Stubbed (empty 200 β€” render, no data)

/api/v2/{dagTags,dagWarnings,importErrors,plugins,plugins/importErrors,pools, assets,assets/events}, /dags/{id}/dagRuns/~/hitlDetails, /ui/{backfills, calendar/{id},connections/hook_meta,next_run_assets/{id}}.

Missing (404 / not handled) β€” gaps to fill or stub

  • GET /api/v2/jobs β€” Browse β†’ Jobs (scheduler/triggerer job rows).
  • GET /api/v2/providers β€” Admin β†’ Providers (we have none; stub empty).
  • GET /api/v2/dags/{id}/assets/queuedEvents β€” asset scheduling (post-1.0).
  • GET /api/v2/dags/~/dagRuns/~/taskInstances/~/xcomEntries β€” Admin β†’ XComs (global XCom browse across all dags/runs).
  • Browse global lists hit /dags/~/dagRuns, /dags/~/dagRuns/~/taskInstances with ~ wildcards β€” we short-circuit some to empty; verify all wildcard forms.

Roadmap impact

  • Pre-release: ensure no UI 404 (stub jobs, providers, global xcomEntries as empty collections so Browse/Admin render). Add to the pre-release list.
  • Post-1.0: assets/datasets (assets/queuedEvents, next_run_assets) β€” a whole subsystem; calendar + backfills as real features.

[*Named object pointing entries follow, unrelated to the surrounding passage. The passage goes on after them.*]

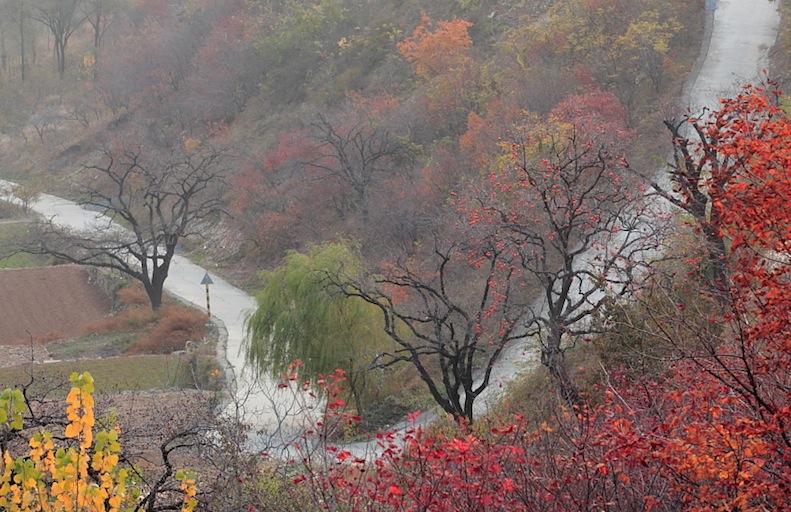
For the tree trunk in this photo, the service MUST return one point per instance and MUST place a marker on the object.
(552, 358)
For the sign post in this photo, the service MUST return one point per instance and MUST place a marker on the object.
(207, 281)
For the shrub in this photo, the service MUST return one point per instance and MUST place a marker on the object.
(176, 326)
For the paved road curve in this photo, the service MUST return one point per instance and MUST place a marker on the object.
(742, 32)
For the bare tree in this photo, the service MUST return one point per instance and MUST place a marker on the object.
(355, 156)
(158, 203)
(62, 18)
(452, 329)
(576, 224)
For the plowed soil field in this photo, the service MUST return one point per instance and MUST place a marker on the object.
(38, 305)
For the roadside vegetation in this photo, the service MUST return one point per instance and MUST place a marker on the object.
(409, 192)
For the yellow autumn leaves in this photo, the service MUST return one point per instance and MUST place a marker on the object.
(83, 475)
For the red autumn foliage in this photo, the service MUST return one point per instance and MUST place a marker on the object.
(710, 431)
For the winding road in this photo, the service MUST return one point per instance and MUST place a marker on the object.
(739, 35)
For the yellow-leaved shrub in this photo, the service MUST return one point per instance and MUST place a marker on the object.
(83, 475)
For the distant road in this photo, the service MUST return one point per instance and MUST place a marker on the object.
(742, 33)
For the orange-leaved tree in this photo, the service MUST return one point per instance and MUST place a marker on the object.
(78, 472)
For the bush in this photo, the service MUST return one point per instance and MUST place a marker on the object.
(176, 325)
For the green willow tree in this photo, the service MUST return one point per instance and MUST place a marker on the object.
(302, 315)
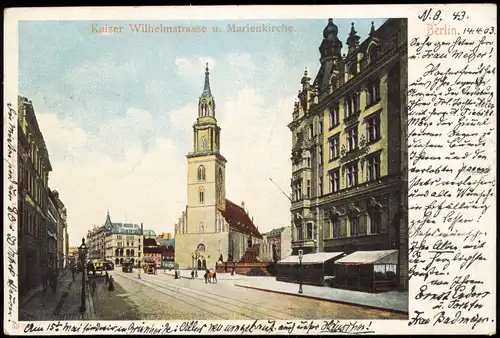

6. Property completeness (requirement: no empty DAG/task property)

The DAG details and task-instance panels must have every field populated with a real value or a sensible non-empty default β€” see the dedicated pre-release task. Source of truth for the field set + expected values: the captured real-Airflow bodies in docs/reference/airflow-real/bodies/ (dag_details.json, taskInstance_single.json, task.json).